4. The modified FIX polypeptide of claim 1, further comprising at least one amino acid replacements selected from among D232N-D186N; V243L-V197; V248I-V242I-V257I-V211I; I262V-I216V; V269I-V223I-T271P-T225P; E286K-E240K; H289P- H243P;

I299V-I253V; A308T-A262T.

5. The modified FIX polypeptide of claim 3, further comprising at least one amino acid replacements selected from among D338N-D292N; K362R-K316R; and L367S-L321S.

6. The modified FIX polypeptide of claim 3, further comprising at least one amino acid replacements selected from among R384E-R338E and R384L-R338L.

7. The modified FIX polypeptide of claim 1, wherein the unmodified FIX polypeptide consists of a sequence of amino acids set forth in any of SEQ ID NOS: 52 through 57.

8. The modified FIX polypeptide of claim 1 that comprises one or more modifications selected from a chemical modification or a post-translational modification, wherein the modified FIX polypeptide is glycosylated, carboxylated, hydroxylated, sulfated, phosphorylated, albuminated, or conjugated to a polyethylene glycol (PEG) moiety.

9. A pharmaceutical composition, comprising the modified FIX polypeptide of claim 1, in a pharmaceutically acceptable vehicle.

10. The pharmaceutical composition of claim 9 that is formulated for local, systemic, or topical administration.

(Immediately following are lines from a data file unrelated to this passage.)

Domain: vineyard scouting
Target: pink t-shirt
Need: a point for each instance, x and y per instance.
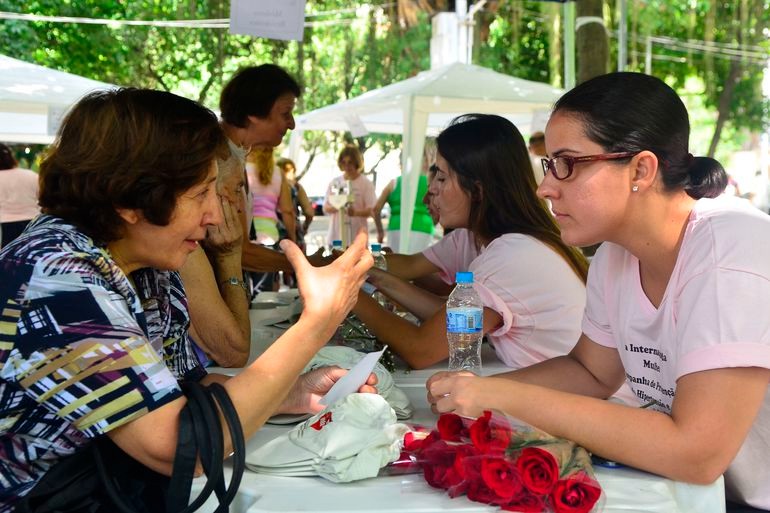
(363, 197)
(532, 287)
(265, 197)
(712, 316)
(18, 195)
(452, 253)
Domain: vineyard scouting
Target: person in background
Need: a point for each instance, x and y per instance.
(351, 163)
(257, 107)
(537, 152)
(531, 283)
(300, 201)
(92, 303)
(421, 235)
(673, 295)
(18, 196)
(271, 196)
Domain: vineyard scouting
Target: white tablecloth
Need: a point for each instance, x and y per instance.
(625, 490)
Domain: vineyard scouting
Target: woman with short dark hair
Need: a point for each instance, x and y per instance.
(94, 316)
(675, 303)
(530, 282)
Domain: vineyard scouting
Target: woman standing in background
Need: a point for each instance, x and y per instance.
(271, 193)
(18, 196)
(361, 193)
(300, 203)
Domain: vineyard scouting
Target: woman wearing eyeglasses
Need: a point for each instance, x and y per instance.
(531, 283)
(676, 299)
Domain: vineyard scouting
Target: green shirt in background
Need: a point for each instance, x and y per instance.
(421, 221)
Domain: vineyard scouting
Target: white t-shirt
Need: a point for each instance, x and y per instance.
(363, 197)
(18, 195)
(535, 291)
(712, 315)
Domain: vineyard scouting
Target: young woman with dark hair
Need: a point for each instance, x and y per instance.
(675, 299)
(18, 196)
(531, 283)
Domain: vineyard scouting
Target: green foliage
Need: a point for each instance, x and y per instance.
(354, 46)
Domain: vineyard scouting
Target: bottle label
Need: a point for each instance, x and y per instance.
(464, 320)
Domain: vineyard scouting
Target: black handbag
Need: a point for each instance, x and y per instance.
(105, 479)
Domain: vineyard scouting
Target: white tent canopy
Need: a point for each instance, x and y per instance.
(423, 105)
(33, 99)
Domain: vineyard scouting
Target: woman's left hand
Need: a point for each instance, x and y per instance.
(226, 237)
(311, 386)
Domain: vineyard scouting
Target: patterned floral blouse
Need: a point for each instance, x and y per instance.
(81, 351)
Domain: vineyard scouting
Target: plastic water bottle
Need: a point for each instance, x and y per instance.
(380, 263)
(464, 322)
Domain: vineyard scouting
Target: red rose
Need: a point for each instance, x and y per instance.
(527, 503)
(413, 442)
(490, 435)
(502, 477)
(451, 427)
(576, 494)
(439, 467)
(539, 470)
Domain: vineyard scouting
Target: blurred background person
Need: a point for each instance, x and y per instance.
(421, 235)
(301, 204)
(18, 196)
(536, 149)
(270, 194)
(361, 194)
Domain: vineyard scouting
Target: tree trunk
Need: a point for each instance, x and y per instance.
(555, 44)
(725, 98)
(591, 43)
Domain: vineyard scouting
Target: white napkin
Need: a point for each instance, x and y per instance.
(350, 440)
(346, 358)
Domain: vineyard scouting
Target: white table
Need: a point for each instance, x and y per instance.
(625, 490)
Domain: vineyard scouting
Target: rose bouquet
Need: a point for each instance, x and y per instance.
(495, 461)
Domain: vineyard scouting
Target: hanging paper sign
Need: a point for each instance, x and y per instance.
(356, 126)
(267, 18)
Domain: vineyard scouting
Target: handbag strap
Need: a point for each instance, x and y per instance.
(199, 436)
(238, 441)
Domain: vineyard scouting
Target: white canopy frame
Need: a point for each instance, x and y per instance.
(423, 105)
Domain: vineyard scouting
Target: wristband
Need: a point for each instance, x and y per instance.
(236, 282)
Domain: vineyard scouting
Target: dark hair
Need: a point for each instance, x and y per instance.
(127, 148)
(633, 112)
(536, 138)
(492, 164)
(253, 91)
(6, 158)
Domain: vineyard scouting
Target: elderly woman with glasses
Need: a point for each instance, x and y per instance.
(531, 283)
(94, 326)
(674, 303)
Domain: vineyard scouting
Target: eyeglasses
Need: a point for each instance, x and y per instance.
(562, 167)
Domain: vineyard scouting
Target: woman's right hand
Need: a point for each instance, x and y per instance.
(329, 292)
(377, 277)
(447, 382)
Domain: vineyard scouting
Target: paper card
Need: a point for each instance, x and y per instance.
(352, 381)
(267, 18)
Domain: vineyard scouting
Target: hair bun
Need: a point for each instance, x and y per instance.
(707, 177)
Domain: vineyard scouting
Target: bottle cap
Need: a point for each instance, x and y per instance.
(464, 277)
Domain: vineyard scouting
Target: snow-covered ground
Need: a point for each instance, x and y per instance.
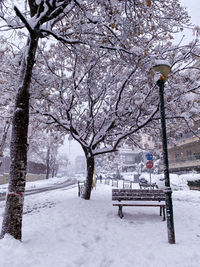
(60, 229)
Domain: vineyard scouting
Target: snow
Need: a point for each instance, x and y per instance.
(60, 229)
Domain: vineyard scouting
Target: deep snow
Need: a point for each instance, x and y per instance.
(60, 229)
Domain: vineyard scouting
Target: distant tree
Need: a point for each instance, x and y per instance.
(129, 31)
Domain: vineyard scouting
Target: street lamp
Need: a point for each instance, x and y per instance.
(164, 69)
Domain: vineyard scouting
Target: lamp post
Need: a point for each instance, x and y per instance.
(164, 70)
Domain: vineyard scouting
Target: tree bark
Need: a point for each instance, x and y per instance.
(12, 221)
(90, 171)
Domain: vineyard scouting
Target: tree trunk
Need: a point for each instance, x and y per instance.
(12, 220)
(89, 179)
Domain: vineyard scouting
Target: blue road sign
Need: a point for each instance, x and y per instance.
(149, 156)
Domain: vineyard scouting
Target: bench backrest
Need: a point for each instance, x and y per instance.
(138, 194)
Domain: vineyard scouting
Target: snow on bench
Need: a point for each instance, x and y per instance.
(139, 197)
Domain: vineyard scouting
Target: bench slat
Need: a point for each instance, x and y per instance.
(139, 195)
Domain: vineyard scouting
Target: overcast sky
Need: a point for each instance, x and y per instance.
(72, 148)
(193, 8)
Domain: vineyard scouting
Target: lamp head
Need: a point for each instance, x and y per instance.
(161, 67)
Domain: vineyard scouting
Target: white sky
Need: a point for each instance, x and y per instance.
(71, 148)
(193, 8)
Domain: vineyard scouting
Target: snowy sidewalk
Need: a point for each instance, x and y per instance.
(66, 231)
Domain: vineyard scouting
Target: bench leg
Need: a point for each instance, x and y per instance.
(120, 212)
(163, 213)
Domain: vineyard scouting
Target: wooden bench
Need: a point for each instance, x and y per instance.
(127, 184)
(139, 198)
(107, 181)
(115, 183)
(81, 188)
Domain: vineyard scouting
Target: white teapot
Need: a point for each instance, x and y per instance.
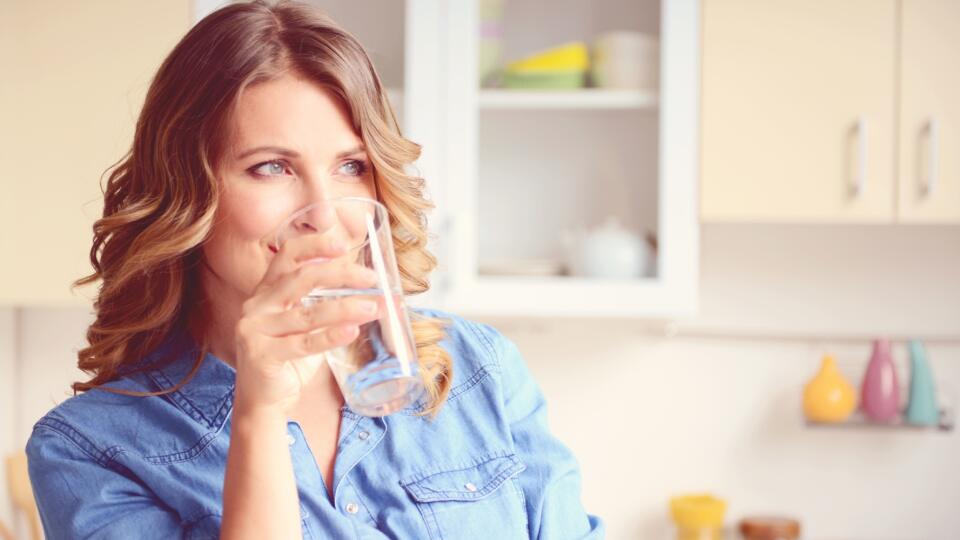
(608, 251)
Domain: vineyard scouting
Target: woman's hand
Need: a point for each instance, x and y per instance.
(278, 339)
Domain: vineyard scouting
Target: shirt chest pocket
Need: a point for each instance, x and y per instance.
(481, 501)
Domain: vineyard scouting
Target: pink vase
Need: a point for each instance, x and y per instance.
(880, 393)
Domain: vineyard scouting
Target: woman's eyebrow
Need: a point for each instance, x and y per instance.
(293, 154)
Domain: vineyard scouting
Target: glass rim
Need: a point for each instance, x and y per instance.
(379, 206)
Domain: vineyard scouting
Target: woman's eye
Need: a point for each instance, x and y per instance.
(356, 167)
(269, 168)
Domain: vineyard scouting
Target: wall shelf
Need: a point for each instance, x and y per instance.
(859, 421)
(587, 98)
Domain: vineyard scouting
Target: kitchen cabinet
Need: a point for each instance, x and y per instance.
(513, 169)
(929, 164)
(798, 110)
(74, 79)
(830, 112)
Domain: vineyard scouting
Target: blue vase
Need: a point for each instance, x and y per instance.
(922, 406)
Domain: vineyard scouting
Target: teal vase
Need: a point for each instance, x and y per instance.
(922, 406)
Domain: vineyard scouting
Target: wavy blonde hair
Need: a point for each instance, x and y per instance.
(160, 200)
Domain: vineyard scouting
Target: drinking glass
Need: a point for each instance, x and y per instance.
(378, 372)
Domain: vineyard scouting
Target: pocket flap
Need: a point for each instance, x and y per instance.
(467, 483)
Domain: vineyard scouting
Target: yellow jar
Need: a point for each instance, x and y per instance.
(698, 516)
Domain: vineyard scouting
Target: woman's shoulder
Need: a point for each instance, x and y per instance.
(483, 358)
(103, 421)
(473, 345)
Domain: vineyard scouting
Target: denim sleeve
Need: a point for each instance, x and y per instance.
(551, 482)
(80, 496)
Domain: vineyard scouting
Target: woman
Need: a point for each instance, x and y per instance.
(200, 421)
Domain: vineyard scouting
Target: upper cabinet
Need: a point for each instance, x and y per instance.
(546, 195)
(800, 111)
(929, 111)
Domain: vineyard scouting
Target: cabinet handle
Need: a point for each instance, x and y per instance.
(860, 180)
(929, 182)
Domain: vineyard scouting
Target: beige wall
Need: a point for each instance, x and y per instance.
(74, 75)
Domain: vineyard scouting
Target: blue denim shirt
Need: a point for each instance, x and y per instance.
(104, 465)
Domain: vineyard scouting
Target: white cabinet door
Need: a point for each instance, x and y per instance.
(466, 286)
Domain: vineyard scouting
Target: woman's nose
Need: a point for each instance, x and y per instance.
(318, 217)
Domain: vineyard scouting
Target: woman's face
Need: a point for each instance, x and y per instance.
(291, 144)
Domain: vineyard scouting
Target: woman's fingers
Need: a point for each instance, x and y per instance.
(287, 292)
(300, 345)
(298, 250)
(300, 319)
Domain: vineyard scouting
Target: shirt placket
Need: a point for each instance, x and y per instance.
(354, 445)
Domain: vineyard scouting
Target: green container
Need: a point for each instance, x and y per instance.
(544, 80)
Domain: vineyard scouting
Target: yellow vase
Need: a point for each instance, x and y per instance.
(828, 397)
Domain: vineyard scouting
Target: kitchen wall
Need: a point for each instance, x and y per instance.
(711, 403)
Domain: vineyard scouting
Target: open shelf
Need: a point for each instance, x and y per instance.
(585, 98)
(859, 421)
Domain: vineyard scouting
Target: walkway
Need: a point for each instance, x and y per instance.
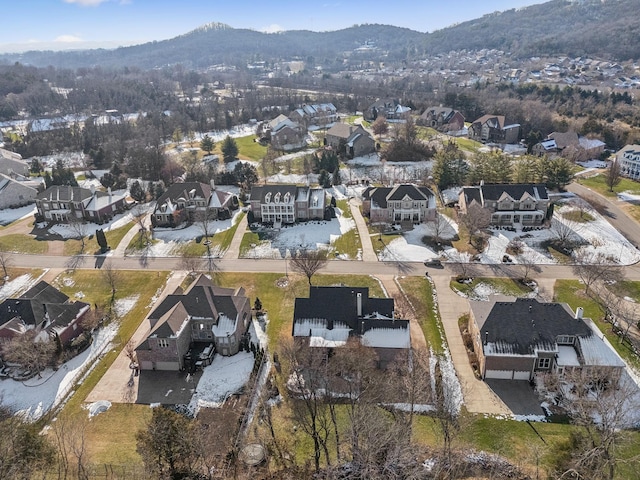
(114, 385)
(368, 253)
(234, 248)
(478, 397)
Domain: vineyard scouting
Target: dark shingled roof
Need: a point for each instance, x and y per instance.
(340, 304)
(521, 326)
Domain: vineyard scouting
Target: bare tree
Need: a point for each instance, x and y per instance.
(5, 261)
(592, 267)
(308, 262)
(31, 353)
(475, 220)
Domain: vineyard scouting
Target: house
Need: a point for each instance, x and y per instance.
(332, 315)
(287, 203)
(60, 203)
(315, 116)
(350, 140)
(46, 311)
(443, 119)
(285, 134)
(492, 129)
(629, 160)
(389, 108)
(400, 203)
(15, 194)
(186, 201)
(521, 338)
(11, 164)
(569, 145)
(525, 204)
(212, 317)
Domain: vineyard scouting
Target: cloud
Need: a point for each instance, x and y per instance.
(67, 39)
(86, 3)
(273, 28)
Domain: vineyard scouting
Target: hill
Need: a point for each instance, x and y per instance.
(608, 29)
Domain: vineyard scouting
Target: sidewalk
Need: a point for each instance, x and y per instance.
(113, 386)
(368, 253)
(478, 397)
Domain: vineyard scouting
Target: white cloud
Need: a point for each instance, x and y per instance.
(86, 3)
(68, 39)
(273, 28)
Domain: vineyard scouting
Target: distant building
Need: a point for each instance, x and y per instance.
(332, 315)
(282, 204)
(629, 160)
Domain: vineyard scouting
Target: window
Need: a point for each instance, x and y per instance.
(544, 363)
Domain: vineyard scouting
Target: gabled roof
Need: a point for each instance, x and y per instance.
(524, 326)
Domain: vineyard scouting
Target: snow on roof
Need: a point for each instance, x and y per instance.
(225, 326)
(567, 356)
(387, 338)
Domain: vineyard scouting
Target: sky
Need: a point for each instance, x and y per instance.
(73, 24)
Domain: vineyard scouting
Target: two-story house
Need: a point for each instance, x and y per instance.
(186, 201)
(205, 314)
(629, 160)
(59, 204)
(350, 140)
(511, 205)
(443, 119)
(518, 339)
(492, 129)
(286, 204)
(405, 203)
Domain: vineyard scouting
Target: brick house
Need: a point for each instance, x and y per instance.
(46, 311)
(205, 314)
(400, 203)
(519, 338)
(184, 201)
(287, 204)
(60, 203)
(517, 204)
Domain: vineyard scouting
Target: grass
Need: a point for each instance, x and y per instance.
(21, 243)
(420, 294)
(505, 286)
(572, 293)
(73, 246)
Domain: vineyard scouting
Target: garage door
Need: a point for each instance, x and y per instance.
(507, 374)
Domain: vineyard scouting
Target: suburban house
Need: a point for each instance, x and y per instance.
(629, 160)
(398, 204)
(15, 194)
(211, 317)
(61, 203)
(389, 108)
(525, 204)
(46, 311)
(332, 315)
(492, 129)
(285, 134)
(315, 116)
(351, 140)
(187, 201)
(443, 119)
(11, 164)
(288, 203)
(521, 338)
(569, 145)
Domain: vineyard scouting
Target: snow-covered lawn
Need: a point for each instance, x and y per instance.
(9, 215)
(310, 235)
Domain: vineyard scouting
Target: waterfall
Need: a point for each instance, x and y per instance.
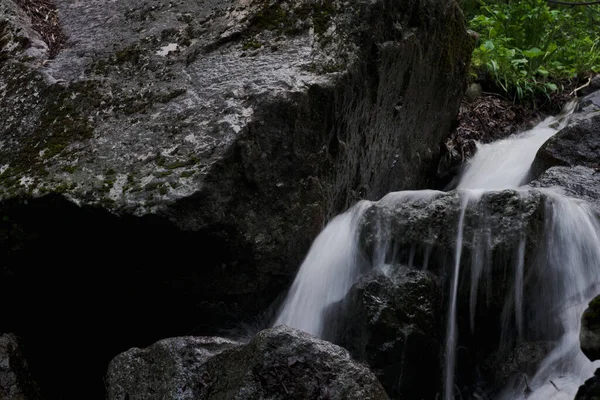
(565, 265)
(326, 274)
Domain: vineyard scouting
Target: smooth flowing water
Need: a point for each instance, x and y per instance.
(566, 265)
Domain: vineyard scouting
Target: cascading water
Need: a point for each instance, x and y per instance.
(566, 265)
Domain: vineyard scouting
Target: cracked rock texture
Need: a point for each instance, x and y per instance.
(279, 363)
(174, 160)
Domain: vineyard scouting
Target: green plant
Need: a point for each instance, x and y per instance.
(530, 48)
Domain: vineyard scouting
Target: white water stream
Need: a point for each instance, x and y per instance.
(569, 258)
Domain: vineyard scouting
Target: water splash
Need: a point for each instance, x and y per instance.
(569, 267)
(568, 261)
(505, 164)
(326, 274)
(451, 334)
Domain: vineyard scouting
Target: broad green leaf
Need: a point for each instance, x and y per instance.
(533, 52)
(489, 45)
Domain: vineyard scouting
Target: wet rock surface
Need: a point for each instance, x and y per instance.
(589, 336)
(279, 363)
(579, 182)
(391, 322)
(590, 390)
(168, 369)
(15, 378)
(576, 144)
(183, 155)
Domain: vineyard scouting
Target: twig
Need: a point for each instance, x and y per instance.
(567, 3)
(496, 94)
(581, 87)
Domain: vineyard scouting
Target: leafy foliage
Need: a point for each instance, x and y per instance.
(530, 47)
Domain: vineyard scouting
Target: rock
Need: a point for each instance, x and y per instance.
(580, 182)
(429, 219)
(589, 336)
(168, 369)
(500, 228)
(592, 87)
(590, 390)
(392, 322)
(279, 363)
(15, 380)
(522, 359)
(590, 103)
(473, 91)
(188, 152)
(576, 144)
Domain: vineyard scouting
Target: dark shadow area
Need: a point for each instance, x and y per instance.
(80, 285)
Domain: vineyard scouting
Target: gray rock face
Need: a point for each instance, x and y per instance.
(577, 144)
(249, 121)
(169, 369)
(590, 390)
(188, 152)
(591, 88)
(393, 324)
(431, 219)
(15, 381)
(581, 182)
(279, 363)
(590, 103)
(589, 336)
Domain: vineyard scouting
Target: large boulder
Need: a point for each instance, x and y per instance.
(168, 369)
(391, 321)
(176, 159)
(589, 336)
(15, 379)
(576, 144)
(578, 182)
(279, 363)
(503, 232)
(590, 390)
(589, 339)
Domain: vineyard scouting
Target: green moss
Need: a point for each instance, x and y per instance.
(250, 45)
(182, 164)
(69, 169)
(271, 17)
(322, 13)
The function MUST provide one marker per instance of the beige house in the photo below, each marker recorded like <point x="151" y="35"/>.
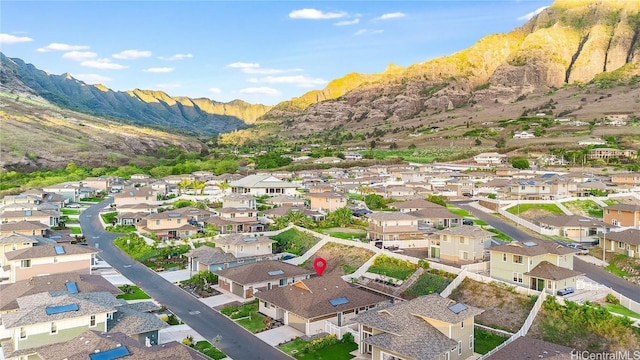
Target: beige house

11. The pharmaceutical composition of claim 9 that is formulated for oral, nasal, pulmonary, buccal, transdermal, subcutaneous, intraduodenal, enteral, parenteral, intravenous, or intramuscular administration.

12. The pharmaceutical composition of claim 9 that is formulated for controlled-release.

13. The pharmaceutical composition of claim 9 that is formulated for single-dosage administration.

14. The modified FIX polypeptide of claim 1 that is glycosylated.

15. The modified FIX polypeptide of claim 1 that is hyperglycosylated.

16. The modified FIX polypeptide of claim 1 that is a mature polypeptide.

17. The modified FIX polypeptide of claim 1 that is activated.

18. The modified FIX polypeptide of claim 1 that is a zymogen.

19. A method, comprising treating a subject by administering the pharmaceutical composition of claim 1, wherein the subject has a disease or condition that is treated by administration of FIX or a procoagulant.

20. The method of claim 19, wherein the disease or condition to be treated is selected from among blood coagulation disorders, hematologic disorders, hemorrhagic disorders, hemophilias, and bleeding disorders.